We may not always see it, but we are making progress. You might not always see the exact steps that got you where you are today, but you can probably recognize a difference in the person you were one, five, or ten years ago. Or you might need a catalyst before you can recognize your progress. A situation might need to arise in which your response shows you the extent of you progress. But even if you cannot find something measurable about your progress, do not be discouraged from your next step.

The two primary things that discourage us and halt our progress are distractions and falls. When we get distracted, we divert our attention from the current journey, and direct it to another. Or if we get discouraged by a seeming lack of progress, we give up and choose another journey. Falls are especially good at causing us to give up. Our mistakes and failings make us believe that we are not making any progress at all. If I keep falling, I must not be going anywhere, right?
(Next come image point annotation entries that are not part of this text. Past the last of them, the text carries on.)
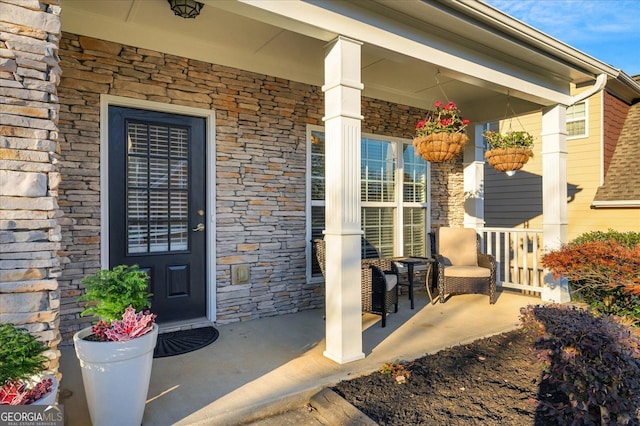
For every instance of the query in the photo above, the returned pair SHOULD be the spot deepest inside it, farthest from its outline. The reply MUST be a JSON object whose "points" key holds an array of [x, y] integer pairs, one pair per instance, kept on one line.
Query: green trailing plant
{"points": [[119, 299], [109, 292], [21, 366], [512, 139], [398, 370], [594, 361]]}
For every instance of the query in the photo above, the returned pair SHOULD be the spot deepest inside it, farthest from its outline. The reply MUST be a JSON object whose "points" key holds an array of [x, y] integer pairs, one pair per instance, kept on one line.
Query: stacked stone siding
{"points": [[260, 168], [29, 178]]}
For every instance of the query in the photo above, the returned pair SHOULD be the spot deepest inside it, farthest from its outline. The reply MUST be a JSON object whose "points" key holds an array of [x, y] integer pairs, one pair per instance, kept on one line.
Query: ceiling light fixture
{"points": [[185, 8]]}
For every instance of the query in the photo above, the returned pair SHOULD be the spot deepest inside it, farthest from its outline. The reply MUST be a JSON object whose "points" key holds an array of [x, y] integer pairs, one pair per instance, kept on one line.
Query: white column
{"points": [[474, 180], [554, 195], [342, 194]]}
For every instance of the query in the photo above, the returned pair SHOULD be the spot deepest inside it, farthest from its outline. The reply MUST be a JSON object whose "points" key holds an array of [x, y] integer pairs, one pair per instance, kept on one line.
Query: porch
{"points": [[263, 367]]}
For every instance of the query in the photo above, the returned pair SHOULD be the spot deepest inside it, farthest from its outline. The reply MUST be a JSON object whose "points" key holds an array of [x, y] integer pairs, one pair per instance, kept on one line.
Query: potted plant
{"points": [[509, 151], [22, 367], [440, 136], [117, 352]]}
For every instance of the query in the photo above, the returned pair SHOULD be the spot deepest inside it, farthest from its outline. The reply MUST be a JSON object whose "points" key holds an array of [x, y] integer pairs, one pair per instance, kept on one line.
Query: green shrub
{"points": [[628, 239], [20, 354], [109, 292], [594, 361], [603, 270]]}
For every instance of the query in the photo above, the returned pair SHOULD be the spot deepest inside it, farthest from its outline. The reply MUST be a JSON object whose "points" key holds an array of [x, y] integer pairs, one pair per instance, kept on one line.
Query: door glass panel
{"points": [[158, 172], [137, 138], [157, 188], [179, 236], [159, 237], [158, 140]]}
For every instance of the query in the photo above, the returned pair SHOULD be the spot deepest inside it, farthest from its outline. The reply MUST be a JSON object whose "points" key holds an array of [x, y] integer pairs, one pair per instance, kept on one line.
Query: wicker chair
{"points": [[379, 283], [461, 268]]}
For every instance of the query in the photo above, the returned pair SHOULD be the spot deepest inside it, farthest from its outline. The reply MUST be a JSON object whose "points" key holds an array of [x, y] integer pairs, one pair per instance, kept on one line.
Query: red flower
{"points": [[450, 106]]}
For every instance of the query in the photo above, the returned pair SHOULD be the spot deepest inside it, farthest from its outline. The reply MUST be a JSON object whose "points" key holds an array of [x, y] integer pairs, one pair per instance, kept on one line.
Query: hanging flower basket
{"points": [[509, 151], [508, 159], [439, 147], [440, 136]]}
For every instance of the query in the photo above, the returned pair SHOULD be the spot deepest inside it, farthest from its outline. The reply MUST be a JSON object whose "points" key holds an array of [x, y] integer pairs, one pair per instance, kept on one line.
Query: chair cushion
{"points": [[467, 272], [458, 246], [392, 281]]}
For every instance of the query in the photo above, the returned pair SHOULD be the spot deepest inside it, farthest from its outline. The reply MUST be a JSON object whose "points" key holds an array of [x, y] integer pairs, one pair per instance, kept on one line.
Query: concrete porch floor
{"points": [[264, 367]]}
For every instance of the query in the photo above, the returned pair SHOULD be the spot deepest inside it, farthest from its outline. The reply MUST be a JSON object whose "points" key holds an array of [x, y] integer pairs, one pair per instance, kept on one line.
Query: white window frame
{"points": [[585, 119], [397, 204]]}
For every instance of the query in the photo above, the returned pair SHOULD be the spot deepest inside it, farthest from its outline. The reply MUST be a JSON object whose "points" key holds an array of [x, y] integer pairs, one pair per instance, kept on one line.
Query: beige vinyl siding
{"points": [[517, 201], [585, 168]]}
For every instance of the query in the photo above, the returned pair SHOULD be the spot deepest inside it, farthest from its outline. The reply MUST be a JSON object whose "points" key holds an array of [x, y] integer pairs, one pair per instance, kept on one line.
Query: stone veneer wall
{"points": [[29, 178], [261, 147]]}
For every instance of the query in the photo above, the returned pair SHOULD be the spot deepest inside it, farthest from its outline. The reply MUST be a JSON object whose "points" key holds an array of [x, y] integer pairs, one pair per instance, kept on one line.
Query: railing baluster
{"points": [[513, 265]]}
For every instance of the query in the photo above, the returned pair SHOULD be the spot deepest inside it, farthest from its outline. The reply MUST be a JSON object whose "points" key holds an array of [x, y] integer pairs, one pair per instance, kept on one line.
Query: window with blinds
{"points": [[157, 188], [394, 197], [577, 120]]}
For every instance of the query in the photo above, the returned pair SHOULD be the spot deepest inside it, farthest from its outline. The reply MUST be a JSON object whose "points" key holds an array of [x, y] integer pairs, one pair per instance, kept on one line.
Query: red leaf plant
{"points": [[597, 263], [133, 324]]}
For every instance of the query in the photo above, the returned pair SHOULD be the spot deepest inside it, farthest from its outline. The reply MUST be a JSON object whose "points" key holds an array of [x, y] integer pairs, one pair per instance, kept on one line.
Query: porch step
{"points": [[332, 409]]}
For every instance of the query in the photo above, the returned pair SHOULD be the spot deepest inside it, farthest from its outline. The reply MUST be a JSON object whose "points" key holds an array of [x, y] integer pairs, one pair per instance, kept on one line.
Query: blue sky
{"points": [[608, 30]]}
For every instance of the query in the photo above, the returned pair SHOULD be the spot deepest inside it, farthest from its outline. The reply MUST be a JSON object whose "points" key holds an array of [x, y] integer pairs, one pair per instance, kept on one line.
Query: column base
{"points": [[341, 359]]}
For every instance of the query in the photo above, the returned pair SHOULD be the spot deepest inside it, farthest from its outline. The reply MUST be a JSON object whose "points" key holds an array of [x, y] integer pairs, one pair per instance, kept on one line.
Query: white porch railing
{"points": [[518, 253]]}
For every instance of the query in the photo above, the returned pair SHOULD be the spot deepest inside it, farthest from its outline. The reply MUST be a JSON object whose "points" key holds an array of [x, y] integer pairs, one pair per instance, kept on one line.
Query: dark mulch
{"points": [[491, 381]]}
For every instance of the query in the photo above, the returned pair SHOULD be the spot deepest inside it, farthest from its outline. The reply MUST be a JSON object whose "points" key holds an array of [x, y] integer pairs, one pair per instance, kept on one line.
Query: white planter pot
{"points": [[50, 398], [116, 377]]}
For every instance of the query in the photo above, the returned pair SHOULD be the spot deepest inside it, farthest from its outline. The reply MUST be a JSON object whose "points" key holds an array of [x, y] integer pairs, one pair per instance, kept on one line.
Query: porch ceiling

Proverbs 24:16 says, “The godly may trip seven times, but they will get up again.” I do not have any way to guarantee the progress in my life or your life, but what I can guarantee is this: a fall can only stop your progress if you don’t get back up from it. Pastor Curt said it this way: “the only one who can stop our progress is us.” He also said, “pain is part of the process of progress.” Do not believe that your pain is an indication of a lack of progress because it is actually the opposite. Your pain is evidence of progress because it means you are still moving. It means you have not given up yet.

Falling is a good thing, and it should be celebrated because it means you took a step. If you do not take a step, there is no potential to fall. And no matter how many times you fall, if you can get back up again, God will be there to bandage you, and equip you to take the next step.

Get back up. Take another step. Fall.